No, I'm not referring to the demise of Tom Daschle's appointment as Health and Human Services Secretary. That's a bump on the road compared to news this morning that the stimulus plan as written is in trouble in the Senate, and Sens. Ben Nelson (D-NE), leader of the blue dog Democrats, and Susan Collins (R-Maine), a leading Republican moderate, headed over to the White House with a hit list of programs that shouldn't be included in the bill. The $1.1 billion for comparative effectiveness topped the list, according to the morning Washington Post.

The big lie campaign, on display yesterday by Republican staffers speaking at the Academy Health conference in Washington, is that comparative effectiveness will be used to have the government establish what procedures and drugs doctors can use in treating sick patients. That's not true, of course. It will be used at the outset to establish scientific standards about what works best. If insurers, whether the government or in the private sector want to use that information to set reimbursement policy, is an issue that will be decided down the road.

But even getting the downpayment of $1.1 billion in money funneled through the National Institutes of Health, the Center for Medicare and Medicaid Services and the Agency for Healthcare Quality and Research has drawn opposition on the Wall Street Journal editorial page (where Scott Gottlieb, a fellow at the American Enterprise Institute is the leading voice), from patient advocacy groups who are the payroll of the pharmaceutical industry, and, I have to presume, the lobbying machine for the drug, device and durable equipment industries. Getting it out of the stimulus bill will be a major victory for all of those forces.
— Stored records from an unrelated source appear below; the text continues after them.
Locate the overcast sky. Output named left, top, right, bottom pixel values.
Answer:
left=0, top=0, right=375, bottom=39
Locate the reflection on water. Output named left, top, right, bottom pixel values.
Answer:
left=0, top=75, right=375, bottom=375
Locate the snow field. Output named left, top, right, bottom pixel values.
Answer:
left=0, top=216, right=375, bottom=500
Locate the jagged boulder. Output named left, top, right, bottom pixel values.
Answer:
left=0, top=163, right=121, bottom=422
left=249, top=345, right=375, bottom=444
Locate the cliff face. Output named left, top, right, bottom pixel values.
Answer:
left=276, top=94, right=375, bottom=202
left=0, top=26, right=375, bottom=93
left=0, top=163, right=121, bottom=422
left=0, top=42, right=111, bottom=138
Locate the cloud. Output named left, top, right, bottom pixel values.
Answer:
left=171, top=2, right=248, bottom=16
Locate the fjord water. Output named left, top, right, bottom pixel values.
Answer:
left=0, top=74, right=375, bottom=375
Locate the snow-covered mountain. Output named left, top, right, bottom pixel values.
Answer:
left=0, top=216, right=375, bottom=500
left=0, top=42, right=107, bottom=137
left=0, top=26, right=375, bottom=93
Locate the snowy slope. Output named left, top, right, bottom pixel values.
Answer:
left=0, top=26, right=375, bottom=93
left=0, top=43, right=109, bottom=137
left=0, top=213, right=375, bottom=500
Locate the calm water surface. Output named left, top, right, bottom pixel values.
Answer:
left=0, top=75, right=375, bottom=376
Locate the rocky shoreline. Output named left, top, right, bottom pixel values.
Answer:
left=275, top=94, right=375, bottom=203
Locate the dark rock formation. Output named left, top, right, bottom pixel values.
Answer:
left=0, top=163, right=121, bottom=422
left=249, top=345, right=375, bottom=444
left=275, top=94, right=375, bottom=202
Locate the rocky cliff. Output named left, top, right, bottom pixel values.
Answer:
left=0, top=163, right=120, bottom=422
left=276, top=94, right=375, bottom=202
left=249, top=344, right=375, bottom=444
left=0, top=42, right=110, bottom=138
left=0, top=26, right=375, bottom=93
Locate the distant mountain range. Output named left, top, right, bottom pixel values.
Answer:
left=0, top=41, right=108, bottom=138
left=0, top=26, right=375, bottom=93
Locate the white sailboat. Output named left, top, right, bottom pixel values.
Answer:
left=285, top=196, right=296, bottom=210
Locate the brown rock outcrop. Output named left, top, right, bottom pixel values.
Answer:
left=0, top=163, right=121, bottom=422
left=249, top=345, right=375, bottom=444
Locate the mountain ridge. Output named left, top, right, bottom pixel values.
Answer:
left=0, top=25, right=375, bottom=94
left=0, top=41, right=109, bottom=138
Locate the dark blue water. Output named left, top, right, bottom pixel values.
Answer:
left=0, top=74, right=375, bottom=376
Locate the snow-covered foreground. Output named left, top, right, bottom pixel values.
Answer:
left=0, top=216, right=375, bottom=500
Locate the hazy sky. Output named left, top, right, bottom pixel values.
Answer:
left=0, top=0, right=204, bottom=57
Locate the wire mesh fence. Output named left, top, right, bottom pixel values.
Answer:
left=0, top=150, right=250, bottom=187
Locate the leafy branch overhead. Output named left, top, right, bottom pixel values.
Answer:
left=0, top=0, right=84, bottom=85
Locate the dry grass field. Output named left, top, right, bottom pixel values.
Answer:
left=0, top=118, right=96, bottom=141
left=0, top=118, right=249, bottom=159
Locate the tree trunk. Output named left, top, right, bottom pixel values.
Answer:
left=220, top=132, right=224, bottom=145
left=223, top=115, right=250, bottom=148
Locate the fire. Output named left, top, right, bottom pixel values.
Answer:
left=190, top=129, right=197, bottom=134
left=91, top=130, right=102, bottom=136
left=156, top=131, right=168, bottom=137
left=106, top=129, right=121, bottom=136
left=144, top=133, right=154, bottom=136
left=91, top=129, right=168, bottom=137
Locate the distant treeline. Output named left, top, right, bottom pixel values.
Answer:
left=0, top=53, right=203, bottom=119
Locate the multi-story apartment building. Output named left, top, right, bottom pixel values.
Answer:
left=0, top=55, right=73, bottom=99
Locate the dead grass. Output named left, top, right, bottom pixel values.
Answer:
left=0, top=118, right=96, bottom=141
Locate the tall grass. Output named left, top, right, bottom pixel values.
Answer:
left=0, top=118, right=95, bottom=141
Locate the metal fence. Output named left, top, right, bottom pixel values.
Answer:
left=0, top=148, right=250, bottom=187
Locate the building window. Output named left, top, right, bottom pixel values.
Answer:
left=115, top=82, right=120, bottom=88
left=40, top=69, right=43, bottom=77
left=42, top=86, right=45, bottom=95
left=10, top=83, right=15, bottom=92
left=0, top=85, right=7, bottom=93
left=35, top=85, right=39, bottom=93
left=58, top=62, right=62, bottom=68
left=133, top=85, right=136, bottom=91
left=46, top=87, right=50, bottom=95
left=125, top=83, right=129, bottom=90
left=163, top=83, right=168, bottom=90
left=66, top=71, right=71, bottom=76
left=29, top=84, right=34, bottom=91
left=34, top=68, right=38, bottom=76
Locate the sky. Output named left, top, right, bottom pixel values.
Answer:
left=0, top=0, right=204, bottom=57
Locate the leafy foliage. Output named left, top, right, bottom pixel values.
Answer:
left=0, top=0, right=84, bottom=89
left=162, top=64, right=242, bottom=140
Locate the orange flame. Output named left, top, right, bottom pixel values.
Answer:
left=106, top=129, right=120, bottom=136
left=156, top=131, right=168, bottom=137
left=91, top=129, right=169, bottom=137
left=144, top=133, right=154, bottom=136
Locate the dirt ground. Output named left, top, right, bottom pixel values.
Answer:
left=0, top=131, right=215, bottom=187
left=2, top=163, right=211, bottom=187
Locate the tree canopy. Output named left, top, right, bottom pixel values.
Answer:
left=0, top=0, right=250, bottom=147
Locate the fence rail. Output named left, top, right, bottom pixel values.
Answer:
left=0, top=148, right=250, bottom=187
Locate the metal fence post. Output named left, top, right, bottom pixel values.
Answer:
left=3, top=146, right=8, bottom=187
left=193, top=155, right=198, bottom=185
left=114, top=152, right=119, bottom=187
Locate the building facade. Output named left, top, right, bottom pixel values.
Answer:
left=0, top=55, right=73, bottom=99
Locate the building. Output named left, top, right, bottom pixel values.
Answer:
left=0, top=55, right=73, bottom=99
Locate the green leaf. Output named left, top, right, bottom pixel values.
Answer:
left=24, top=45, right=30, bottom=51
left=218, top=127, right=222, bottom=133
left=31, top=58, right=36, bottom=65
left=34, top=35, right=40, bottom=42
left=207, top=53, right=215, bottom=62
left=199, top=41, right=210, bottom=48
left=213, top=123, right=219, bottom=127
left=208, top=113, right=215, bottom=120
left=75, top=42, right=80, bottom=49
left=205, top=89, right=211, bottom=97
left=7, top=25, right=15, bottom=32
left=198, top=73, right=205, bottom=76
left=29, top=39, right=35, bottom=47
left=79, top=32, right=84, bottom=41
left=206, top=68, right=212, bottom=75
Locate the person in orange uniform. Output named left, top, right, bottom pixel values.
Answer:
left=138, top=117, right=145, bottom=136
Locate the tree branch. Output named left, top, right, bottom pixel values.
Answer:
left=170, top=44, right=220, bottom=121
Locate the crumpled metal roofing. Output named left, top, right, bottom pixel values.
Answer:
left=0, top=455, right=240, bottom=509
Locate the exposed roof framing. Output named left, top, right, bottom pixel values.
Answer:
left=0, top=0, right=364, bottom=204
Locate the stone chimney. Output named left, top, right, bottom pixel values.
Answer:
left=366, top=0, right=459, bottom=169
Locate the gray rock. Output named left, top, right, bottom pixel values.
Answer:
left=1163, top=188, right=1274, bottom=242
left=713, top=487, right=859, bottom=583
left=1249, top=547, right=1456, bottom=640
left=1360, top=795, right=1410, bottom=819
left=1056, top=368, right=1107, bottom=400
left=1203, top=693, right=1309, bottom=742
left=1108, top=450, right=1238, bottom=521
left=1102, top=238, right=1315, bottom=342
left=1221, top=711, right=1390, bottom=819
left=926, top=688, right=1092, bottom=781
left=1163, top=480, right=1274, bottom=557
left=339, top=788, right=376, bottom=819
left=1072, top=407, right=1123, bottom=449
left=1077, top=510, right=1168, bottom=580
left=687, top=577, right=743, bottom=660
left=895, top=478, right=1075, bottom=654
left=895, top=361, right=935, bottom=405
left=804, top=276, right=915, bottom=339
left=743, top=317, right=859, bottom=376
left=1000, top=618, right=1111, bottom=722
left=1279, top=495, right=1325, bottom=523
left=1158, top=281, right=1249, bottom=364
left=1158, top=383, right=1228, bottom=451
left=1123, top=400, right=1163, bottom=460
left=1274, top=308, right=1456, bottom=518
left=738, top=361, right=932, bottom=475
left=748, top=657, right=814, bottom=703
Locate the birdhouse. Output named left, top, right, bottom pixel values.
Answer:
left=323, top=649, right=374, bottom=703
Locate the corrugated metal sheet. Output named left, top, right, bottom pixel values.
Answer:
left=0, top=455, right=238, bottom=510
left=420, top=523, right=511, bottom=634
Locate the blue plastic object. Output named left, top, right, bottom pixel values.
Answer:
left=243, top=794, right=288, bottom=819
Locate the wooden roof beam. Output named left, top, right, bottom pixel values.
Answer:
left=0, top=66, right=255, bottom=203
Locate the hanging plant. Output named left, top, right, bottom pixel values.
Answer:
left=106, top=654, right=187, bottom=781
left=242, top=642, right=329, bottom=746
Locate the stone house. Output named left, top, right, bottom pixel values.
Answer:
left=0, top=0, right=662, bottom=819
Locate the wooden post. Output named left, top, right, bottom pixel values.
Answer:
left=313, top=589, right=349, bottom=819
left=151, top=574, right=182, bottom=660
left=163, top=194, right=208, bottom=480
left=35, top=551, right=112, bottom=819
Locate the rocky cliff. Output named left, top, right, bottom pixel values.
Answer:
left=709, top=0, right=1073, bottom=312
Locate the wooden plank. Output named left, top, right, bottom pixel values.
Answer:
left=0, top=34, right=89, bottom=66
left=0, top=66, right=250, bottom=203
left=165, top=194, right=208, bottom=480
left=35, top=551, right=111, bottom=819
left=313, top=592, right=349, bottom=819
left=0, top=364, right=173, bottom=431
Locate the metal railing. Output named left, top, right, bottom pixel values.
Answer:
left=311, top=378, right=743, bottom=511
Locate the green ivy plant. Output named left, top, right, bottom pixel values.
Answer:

Liberals and left-of-center Democrats in Congress should mount a fight to keep this in the package. Comparative effectiveness research at this level is nothing more than giving study grants, which would provide an immediate stimulus to the economy. Allowing victory for a big lie campaign against comparative effectiveness would not be a positive harbinger for meaningful cost controls in any health care reform bill.

Comments

The provision to allocate funds to create a Center for Comparative Effectiveness to test whether newer, more expensive drugs work better than their older and cheaper counterparts, went from $300 million to $1.1 billion?

There's an accusation that there is an inherent conflict of interest when the government conducts comparative-effectiveness studies and then uses those studies to determine which pills are worth buying. The more drugs the government classifies as wasteful, the more money Medicare saves.

And what if Medicare starts using flawed studies to determine its list of covered drugs? Hasn't the FDA already used non-inferiority study designs to support efficacy? Treatment is considered "approvable" if it retains 50% or more of the effectiveness of a comparable product.

The FDA has also used surrogate endpoints (biomarkers or laboratory measures) to support approvals without requiring more informative clinical outcome studies.

However, cancer research leadership bought the concept that only one biomarker assay technology is worth studying, rather than carrying out comparative-effectiveness studies of different types of assay technologies, based on different biological endpoints.

They are putting all of their eggs in a single basket, and indeed shackling the whole concept of surrogate endpoints to a single technology. They have dropped the ball again, as they have many times before.

CMS is using flawed studies now: they reimburse for the off-label use of drugs based on listings in compendia written by committees that frequently have substantial conflicts of interest. The question is how to get good objective analysis. I would rather see the government do it as long as the physicians they select to serve on the panels do not have ties to industry.